Museu de Zoologia, USP

Há 450 anos era publicado o primeiro volume da Historia animalium

Um dos mais antigos ramos das ciências da vida, a sistemática biológica, lida com a descoberta e a organização dos padrões de diversidade dos organismos, representando sua história evolutiva através de classificações. O vasto edifício da sistemática moderna deve muito ao trabalho pioneiro de Conrad Gesner – Historia animalium, primeiro volume publicado em 1551, que forneceu importante arcabouço para o desenvolvimento daquela ciência.

Introdução

Há muito se sabe que as características dos seres vivos não são distribuídas de forma aleatória. Os seres humanos, por exemplo, compartilham um conjunto de características exclusivamente com outros mamíferos. Estes compartilham outros atributos com os demais vertebrados, que por sua vez apresentam um conjunto ainda mais amplo de similaridades com outros seres metazoários (animais pluricelulares). Essas similaridades estão organizadas em um padrão hierárquico, em que grupos cada vez menores de organismos compartilham conjuntos crescentes de características.

A hierarquia de "grupos dentro de grupos" é hoje compreendida como um reflexo das relações de parentesco evolutivo. Os padrões hierárquicos de similaridade entre seres vivos, e os resultantes grupos reconhecidos em uma classificação, são resultado da ramificação e diversificação do processo evolutivo. Assim, nós humanos compartilhamos um ancestral comum exclusivo com todos os outros mamíferos. Os mamíferos, por sua vez, compartilham um ancestral exclusivo com todos os vertebrados e assim por diante. Dessa forma, a sistemática biológica estuda a história evolutiva dos organismos, e as classificações nada mais são que uma representação dessa história. Mas nem sempre a situação foi entendida assim.

A existência de uma ordem hierárquica na distribuição das características dos organismos é a descoberta mais antiga e fundamental da sistemática. Os primórdios dessa descoberta precedem em séculos o entendimento dos mecanismos evolutivos subjacentes. Neste ano, completam-se 450 anos da publicação do primeiro volume do Historia animalium (1551) do naturalista suíço Conrad Gesner (1516-1565), conhecido como von Gesner após 1564. Trata-se da primeira de suas numerosas contribuições à história natural.

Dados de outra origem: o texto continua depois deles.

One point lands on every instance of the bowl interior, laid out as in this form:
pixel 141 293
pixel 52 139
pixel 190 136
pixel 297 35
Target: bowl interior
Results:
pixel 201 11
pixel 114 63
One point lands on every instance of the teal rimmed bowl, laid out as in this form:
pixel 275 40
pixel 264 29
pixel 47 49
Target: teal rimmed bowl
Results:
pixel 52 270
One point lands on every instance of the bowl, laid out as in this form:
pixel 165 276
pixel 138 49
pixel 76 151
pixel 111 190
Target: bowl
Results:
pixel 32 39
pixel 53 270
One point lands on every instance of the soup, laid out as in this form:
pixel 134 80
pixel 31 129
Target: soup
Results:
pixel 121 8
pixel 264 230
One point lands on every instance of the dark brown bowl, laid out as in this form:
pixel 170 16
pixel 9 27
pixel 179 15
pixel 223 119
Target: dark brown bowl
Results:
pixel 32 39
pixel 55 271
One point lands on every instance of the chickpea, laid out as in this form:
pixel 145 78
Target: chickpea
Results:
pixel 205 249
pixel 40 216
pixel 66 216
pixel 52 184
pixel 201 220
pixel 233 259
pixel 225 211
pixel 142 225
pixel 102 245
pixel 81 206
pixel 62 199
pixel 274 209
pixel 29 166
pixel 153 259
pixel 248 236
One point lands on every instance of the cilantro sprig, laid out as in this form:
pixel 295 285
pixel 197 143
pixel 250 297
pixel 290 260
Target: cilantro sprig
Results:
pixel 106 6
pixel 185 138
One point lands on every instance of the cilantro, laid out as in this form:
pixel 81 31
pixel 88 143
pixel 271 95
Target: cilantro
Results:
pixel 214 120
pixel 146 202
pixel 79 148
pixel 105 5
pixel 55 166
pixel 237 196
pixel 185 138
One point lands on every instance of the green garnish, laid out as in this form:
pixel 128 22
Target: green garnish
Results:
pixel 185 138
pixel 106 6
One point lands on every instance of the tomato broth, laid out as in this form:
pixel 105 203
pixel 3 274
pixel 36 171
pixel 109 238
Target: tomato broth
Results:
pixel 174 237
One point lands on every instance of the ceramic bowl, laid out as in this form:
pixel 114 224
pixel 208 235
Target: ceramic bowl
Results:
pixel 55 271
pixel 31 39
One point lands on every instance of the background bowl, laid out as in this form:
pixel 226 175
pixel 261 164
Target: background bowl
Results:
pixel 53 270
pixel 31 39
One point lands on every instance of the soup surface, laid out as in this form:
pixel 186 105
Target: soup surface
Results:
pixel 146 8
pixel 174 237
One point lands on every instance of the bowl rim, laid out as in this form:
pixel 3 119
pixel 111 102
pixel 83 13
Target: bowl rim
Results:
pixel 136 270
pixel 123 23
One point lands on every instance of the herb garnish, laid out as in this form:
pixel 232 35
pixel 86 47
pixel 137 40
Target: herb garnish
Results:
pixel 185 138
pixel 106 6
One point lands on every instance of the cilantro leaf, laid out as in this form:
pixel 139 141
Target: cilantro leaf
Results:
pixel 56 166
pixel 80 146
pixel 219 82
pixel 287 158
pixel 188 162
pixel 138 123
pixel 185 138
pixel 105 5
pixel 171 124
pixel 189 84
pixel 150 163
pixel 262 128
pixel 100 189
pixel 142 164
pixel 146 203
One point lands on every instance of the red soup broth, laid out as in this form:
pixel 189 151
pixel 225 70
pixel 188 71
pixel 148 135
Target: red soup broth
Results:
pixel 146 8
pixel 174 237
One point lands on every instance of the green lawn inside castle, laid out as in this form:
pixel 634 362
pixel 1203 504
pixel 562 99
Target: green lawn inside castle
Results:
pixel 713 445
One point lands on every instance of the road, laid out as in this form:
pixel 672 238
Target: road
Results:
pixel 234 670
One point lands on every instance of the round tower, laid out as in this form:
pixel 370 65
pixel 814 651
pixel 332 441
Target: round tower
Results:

Apesar de pouco conhecido fora dos meios acadêmicos, Gesner é um dos mais fenomenais intelectuais da história da ciência. Ele defendeu, ainda muito jovem, que o cérebro seria o órgão responsável pelas atividades conscientes, ideia contrária à antiga tese aristotélica de que essa função seria desempenhada pelo coração. Em vida, publicou mais de 70 livros, sobre os mais variados assuntos, como linguística, medicina, teologia, botânica, zoologia, paleontologia e mineralogia. Deixou ainda perto de 20 outros na forma de manuscritos. Foi autor da monumental Bibliotheca universalis, que em sua primeira parte forneceu um catálogo de todos os autores em latim, grego e hebraico conhecidos até então, incluindo resumos dos respectivos trabalhos. A segunda parte da obra (Pandectarum sive partitionum universalium libri XXI) era enciclopédica e pretendia reunir todo o conhecimento da época. Dos 21 volumes previstos, 20 foram publicados.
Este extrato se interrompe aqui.